Rock climbing places unique demands on the body, combining high finger loads with complex full-body movement. Collin Filley unpacks the common injury patterns for clinicians.
Sasha DiGiulian climbs the Platinum route on El Capitan in Yosemite National Park, California, USA on November 7, 2025. // Pablo Durana / Red Bull Content Pool.
Rock climbing is one of the fastest-growing sports worldwide. The expansion of indoor facilities has made what was once a sport for intrepid athletes accessible to casual weekend warriors. Now an Olympic event, climbing participation increased by 7.1% from 2019 to 2021 and continues to trend upward(1). Every sport has inherent risks of overuse and traumatic injuries. Still, climbing has unique risks compared to other activities, primarily due to the height and the extreme stress placed on the fingers. While athletes and facilities both take precautions to avoid injury by modifying the environment and using safety equipment, climbing has a higher injury rate than in years past, likely due to lower barriers to entry today.
There are several disciplines within climbing that sports medicine clinicians should be familiar with, as each entails distinct risks and injury patterns (see table 1).
| Type | Rope | Protection | Fall Risk | Primary Skill |
| Bouldering | No | Crash pads | High due to lack of safety equipment, but falls are on crash pads | Power and technique |
| Top Rope | Yes | Pre-set anchor | Very low | Endurance and movement |
| Lead | Yes | Pre-placed bolts | Moderate | Clipping and movement |
| Trad | Yes | Placed-gear | Higher | Gear placement and route finding |
Bouldering athletes have 1.47 injuries per 1000 hours of climbing, compared with top-rope climbers, who have 0.29 injuries per 1000 sport hours(2). Furthermore, bouldering injuries are more common, likely due to shorter routes that require more intense athletic movements that can stress joints and connective tissues. Indoor climbing gyms commonly offer bouldering as a lower barrier to entry activity. In contrast, top-rope climbing often requires a safety course to demonstrate competence with safety equipment, given its potential for more severe injuries. This policy leads many entry-level climbers to bouldering alone, which can increase injury rates.

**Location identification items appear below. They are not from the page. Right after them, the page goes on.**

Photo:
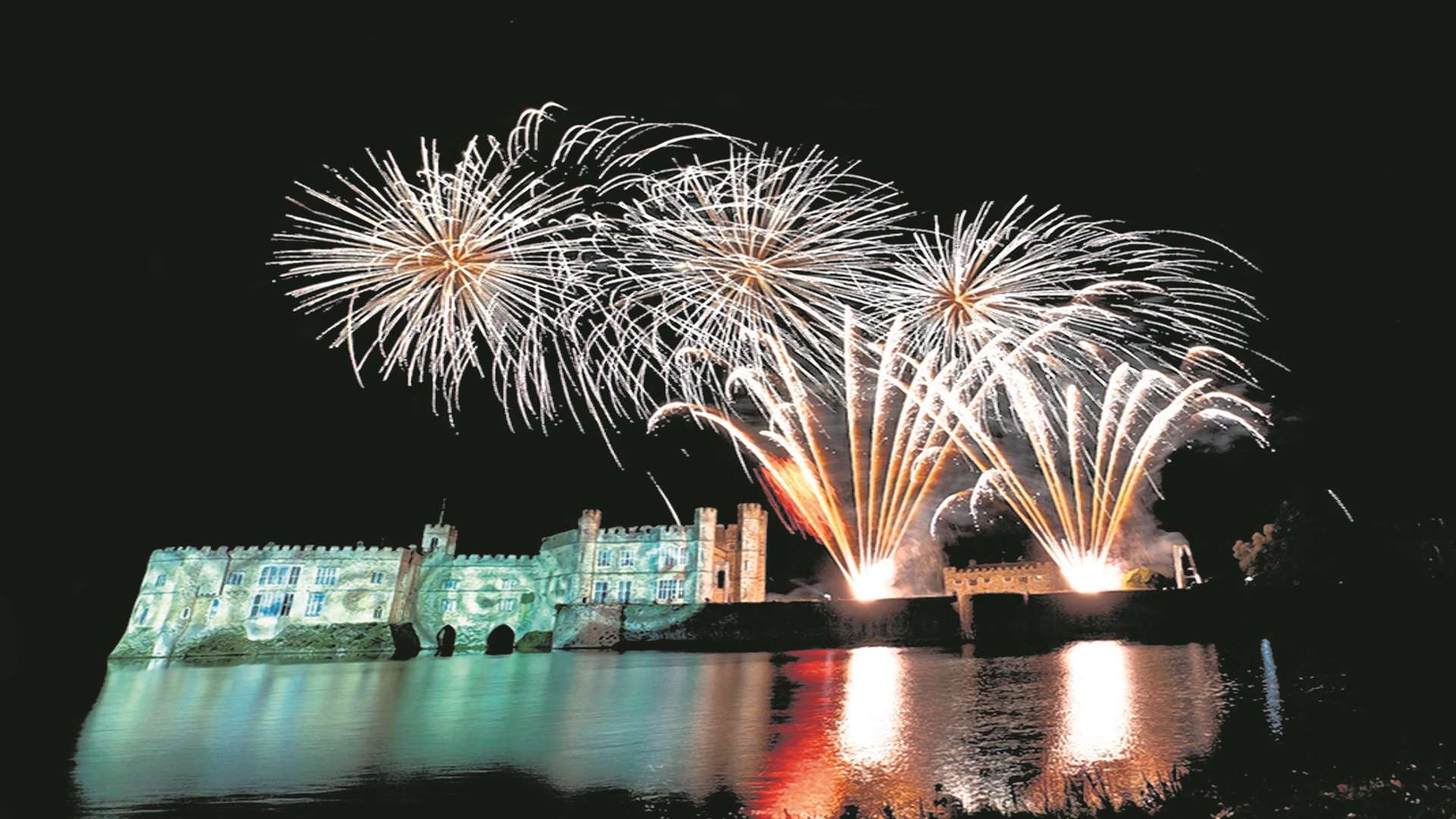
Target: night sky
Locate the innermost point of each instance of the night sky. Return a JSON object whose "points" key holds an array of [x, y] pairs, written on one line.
{"points": [[184, 403]]}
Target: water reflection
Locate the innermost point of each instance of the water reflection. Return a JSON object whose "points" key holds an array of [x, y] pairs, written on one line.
{"points": [[870, 723], [1273, 708], [805, 732], [1098, 706]]}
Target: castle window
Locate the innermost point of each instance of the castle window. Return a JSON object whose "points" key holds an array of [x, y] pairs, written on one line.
{"points": [[672, 557], [278, 576], [271, 604], [670, 589]]}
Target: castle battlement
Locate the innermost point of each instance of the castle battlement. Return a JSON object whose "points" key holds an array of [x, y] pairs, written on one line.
{"points": [[1037, 577], [560, 539], [283, 548], [495, 560]]}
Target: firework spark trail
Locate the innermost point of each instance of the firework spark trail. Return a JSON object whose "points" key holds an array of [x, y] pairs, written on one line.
{"points": [[861, 487], [497, 249], [1091, 460], [1112, 295]]}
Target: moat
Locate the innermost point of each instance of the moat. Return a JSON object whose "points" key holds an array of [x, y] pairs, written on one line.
{"points": [[686, 733]]}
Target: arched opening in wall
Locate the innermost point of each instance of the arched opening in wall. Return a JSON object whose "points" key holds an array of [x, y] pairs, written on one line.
{"points": [[501, 640], [444, 642]]}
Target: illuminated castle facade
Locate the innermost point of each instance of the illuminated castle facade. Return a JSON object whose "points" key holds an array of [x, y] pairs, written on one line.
{"points": [[308, 599]]}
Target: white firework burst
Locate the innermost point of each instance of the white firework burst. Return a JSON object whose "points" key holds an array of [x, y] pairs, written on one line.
{"points": [[1094, 293], [492, 251], [721, 254]]}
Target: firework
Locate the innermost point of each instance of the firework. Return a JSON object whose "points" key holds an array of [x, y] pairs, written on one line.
{"points": [[1090, 461], [718, 256], [1107, 295], [856, 466], [495, 251]]}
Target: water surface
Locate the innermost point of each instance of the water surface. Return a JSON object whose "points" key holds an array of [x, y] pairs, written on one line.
{"points": [[804, 732]]}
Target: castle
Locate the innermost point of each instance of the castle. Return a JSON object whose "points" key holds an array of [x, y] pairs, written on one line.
{"points": [[204, 601]]}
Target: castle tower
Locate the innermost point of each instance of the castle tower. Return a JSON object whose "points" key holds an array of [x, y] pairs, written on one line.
{"points": [[752, 553], [438, 537], [588, 528]]}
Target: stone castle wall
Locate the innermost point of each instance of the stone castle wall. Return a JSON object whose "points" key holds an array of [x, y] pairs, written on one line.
{"points": [[308, 599], [1021, 577]]}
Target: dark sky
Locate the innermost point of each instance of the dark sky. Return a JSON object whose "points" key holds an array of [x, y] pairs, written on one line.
{"points": [[188, 404]]}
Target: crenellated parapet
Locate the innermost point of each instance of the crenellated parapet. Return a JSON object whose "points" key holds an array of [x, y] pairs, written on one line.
{"points": [[520, 561], [284, 548], [1033, 577]]}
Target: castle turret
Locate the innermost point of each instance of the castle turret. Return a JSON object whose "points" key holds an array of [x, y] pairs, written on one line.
{"points": [[438, 537], [588, 528], [752, 553], [705, 532]]}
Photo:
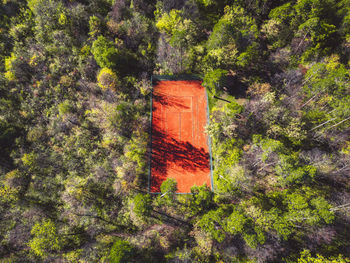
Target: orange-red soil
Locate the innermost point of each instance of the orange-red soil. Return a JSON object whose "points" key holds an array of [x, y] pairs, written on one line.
{"points": [[179, 145]]}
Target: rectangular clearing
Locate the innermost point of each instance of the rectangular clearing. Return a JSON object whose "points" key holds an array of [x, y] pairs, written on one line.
{"points": [[180, 147]]}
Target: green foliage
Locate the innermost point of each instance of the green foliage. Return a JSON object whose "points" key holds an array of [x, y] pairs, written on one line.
{"points": [[202, 198], [232, 40], [64, 107], [94, 26], [169, 186], [45, 238], [121, 252], [306, 257], [214, 80], [107, 79], [142, 205]]}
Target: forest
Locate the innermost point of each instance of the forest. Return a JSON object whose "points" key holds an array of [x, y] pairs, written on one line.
{"points": [[75, 87]]}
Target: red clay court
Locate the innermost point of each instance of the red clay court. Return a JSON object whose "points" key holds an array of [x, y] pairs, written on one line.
{"points": [[179, 144]]}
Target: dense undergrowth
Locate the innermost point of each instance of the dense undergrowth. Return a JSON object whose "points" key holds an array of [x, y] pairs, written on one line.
{"points": [[74, 130]]}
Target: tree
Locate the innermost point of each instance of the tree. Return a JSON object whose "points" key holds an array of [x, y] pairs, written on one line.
{"points": [[232, 42], [45, 238], [168, 189], [121, 252], [104, 53], [202, 198], [306, 257], [214, 81], [107, 79], [142, 205]]}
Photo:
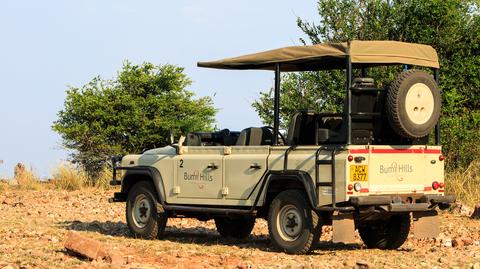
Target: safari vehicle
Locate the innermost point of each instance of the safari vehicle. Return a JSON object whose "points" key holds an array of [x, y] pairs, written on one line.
{"points": [[368, 168]]}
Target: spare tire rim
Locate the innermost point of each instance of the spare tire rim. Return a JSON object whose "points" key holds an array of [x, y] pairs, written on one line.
{"points": [[289, 223], [419, 103], [141, 210]]}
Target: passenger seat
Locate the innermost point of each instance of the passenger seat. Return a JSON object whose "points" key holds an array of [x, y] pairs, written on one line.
{"points": [[255, 136]]}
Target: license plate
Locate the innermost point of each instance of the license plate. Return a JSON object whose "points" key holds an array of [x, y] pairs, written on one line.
{"points": [[359, 173]]}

Another theory researchers propose to explain why advanced bouldering athletes have higher injury rates is that bouldering-specific shoes often have a more aggressive toe curvature, which can alter the vectors of force during falls onto the ground, resulting in unnatural landing positions(3).

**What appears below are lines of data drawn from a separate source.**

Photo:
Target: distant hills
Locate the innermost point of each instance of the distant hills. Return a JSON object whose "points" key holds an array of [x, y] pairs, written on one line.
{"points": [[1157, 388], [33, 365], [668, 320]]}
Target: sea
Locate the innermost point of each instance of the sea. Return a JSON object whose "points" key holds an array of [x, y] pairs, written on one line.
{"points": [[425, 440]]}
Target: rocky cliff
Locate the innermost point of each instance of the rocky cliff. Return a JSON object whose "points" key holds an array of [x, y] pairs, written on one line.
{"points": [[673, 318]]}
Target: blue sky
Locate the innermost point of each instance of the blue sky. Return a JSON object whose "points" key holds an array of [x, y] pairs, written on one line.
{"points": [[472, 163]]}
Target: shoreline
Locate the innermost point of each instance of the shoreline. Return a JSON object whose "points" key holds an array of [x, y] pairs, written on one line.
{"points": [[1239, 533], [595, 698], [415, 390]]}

Upper-extremity injuries are the most common among climbers. While proper climbing technique requires nearly equal use of the lower and upper extremities, climbers often place excessive stress on the upper extremities, particularly the fingers, elbows, and shoulders.
“There appears to be clear sex-based differences in injury patterns...”
Finger injuries
One of the most common injuries in climbing, and colloquially known as "climbers’ finger," is the flexor pulley injury(4). The flexor tendons of the upper extremity digits run across the palmar surface of the hand with transversely orientated fibrous tissue sheaths or pulleys running over them (see figure 1). Climbers place the tendons and overlying ligaments under stress with eccentric loading of the digits during flexion. This mechanism of injury occurs in all climbing disciplines while holding onto "crimps," small outcroppings of rock that are only large enough to hold with the fingers (see figure 2). These outcroppings can extend just millimeters from the wall, requiring climbers to rely on their most distal muscles to support their weight.
While there are five annular pulleys in each digit except the thumb (which has two), the second and the fourth are the most common sites of injury (see figure 1). In a flexor pulley injury, "bowstringing" can occur, in which the affected digit cannot flex to its full range of motion and is associated with local edema and pain. Clinicians grade them on a scale of one to four.
Clinicians may request hand or finger radiographs to rule out fractures. However, standard radiographs have poor sensitivity and specificity for pulley injuries. Ultrasound and magnetic resonance imaging have similar sensitivities for detecting complete ruptures of the pulley system. Still, clinicians often prefer ultrasound as it is cost-effective, accessible, and can provide dynamic views of the injury. They manage grade one and two injuries conservatively with initial immobilization and early functional therapy, but complete ruptures of A2 or A3 usually require surgical repair(4).